Irrespective of the implementation, QCA circuits require the use of an external clock field to drive the information through the circuit Niemier et al. 2007; Rizos et al. 2009 ] in order to avoid error generation. For example, with magnetic implementation, the maximum number of magnets that can correctly align in an antiferromagnetic order is between 10 and 20 [Imre et al. 2003 ]-less if thermal noise is considered [Csaba and Porod 2010] . The external field, magnetic or electric, depending on the implementation chosen, is used to drive the cells into an intermediate unstable state, lowering the energy barrier between the stable states. When the field is removed, the cells are free to reorient themselves depending on the neighbor cells (more details are reported in Section 1). In molecular QCA this clock field may act as a reset field, or on the contrary, as an activating field, enabling cell reorientation when it is applied. However this depends on the molecule characteristics. In general, the cyclic switching on and off of this external field likens it to a clock, even though it is conceptually more similar to a rhythmic power supply, because it enables the information propagation. The whole circuit is patterned by clock regions; distributed in the whole layout area, these regions can be reached by the external field with appropriate timing. Typically, three or four types of region are necessary, as explained in Section 1, and magnets in the regions of the same type are reached by the same clock signal; different clock signals have different phases, but the same period.

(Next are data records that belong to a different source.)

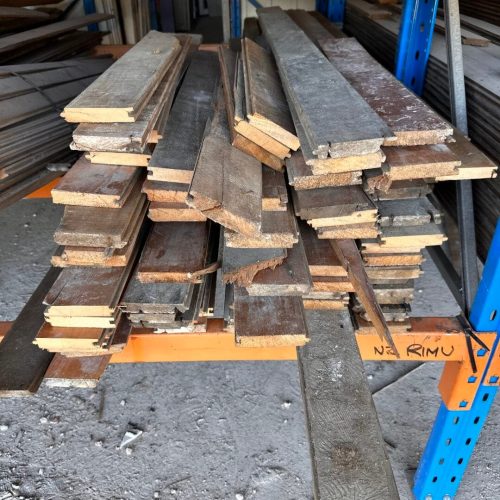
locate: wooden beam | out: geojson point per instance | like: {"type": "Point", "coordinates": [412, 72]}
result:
{"type": "Point", "coordinates": [22, 364]}
{"type": "Point", "coordinates": [348, 451]}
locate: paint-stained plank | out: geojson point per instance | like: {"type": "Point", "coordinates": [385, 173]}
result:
{"type": "Point", "coordinates": [412, 121]}
{"type": "Point", "coordinates": [90, 185]}
{"type": "Point", "coordinates": [22, 364]}
{"type": "Point", "coordinates": [336, 120]}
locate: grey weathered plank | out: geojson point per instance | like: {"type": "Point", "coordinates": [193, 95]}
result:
{"type": "Point", "coordinates": [268, 321]}
{"type": "Point", "coordinates": [18, 40]}
{"type": "Point", "coordinates": [156, 297]}
{"type": "Point", "coordinates": [291, 278]}
{"type": "Point", "coordinates": [227, 183]}
{"type": "Point", "coordinates": [22, 364]}
{"type": "Point", "coordinates": [177, 152]}
{"type": "Point", "coordinates": [347, 447]}
{"type": "Point", "coordinates": [121, 92]}
{"type": "Point", "coordinates": [412, 121]}
{"type": "Point", "coordinates": [133, 137]}
{"type": "Point", "coordinates": [240, 265]}
{"type": "Point", "coordinates": [335, 119]}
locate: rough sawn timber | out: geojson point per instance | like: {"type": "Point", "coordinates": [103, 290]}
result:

The use of this clock system leads to a problem known as layout-timing [Imre et al. 2003 ]. The delay of a QCA circuit is measured in terms of clock cycles, or in other words, by counting the number of clock regions the circuit goes through. This number depends in turn on the total number of cells in the circuit, but the number of cells is related to the circuit layout (see Section 2 for a detailed explanation about the layout organization). This dependency increases the constraints on criteria and tools that can be used at the design stage, e.g. synthesis and physical design. The reason behind this is that a layout change during circuit design implies a delay variation, which can cause improper behavior of the circuit. Although as yet only developed at research level, the tools [Chung et al. 2005; Zhang et al. 2005] can be helpful, but only for simple circuits. One of the proposed solutions for this problem is to use an asynchronous delay insensitive logic, like Null Convention Logic (NCL) [Choi et al. 2006 [Choi et al. , 2007 Fant and Brandt 1996] . In this logic, gate switches to a new value only when all the signals arrive at its inputs. Therefore, it is possible to place gates everywhere in the circuits' without any concerns regarding signal synchronization (e.g. regarding the number of clock zones each affected by that signal). The use of asynchronous logic applied to NML leads then to the realization of a Globally Asynchronous and Locally Synchronous (GALS) architecture. The GALS technique is often used in CMOS digital designs when interconnect-related issues must be solved [Casu and Macchiarulo 2007] or when different and complex synchronization blocks are to be interfaced [Martina and Masera 2010] . In the case of NML, this happens because the single NCL information propagation is synchronized with the clock signal, but the whole circuit is asynchronous and relies on a handshake communication protocol like most of the commonly used asynchronous architectures [Davis and Nowick 1998; Sparso and Furber 2011] .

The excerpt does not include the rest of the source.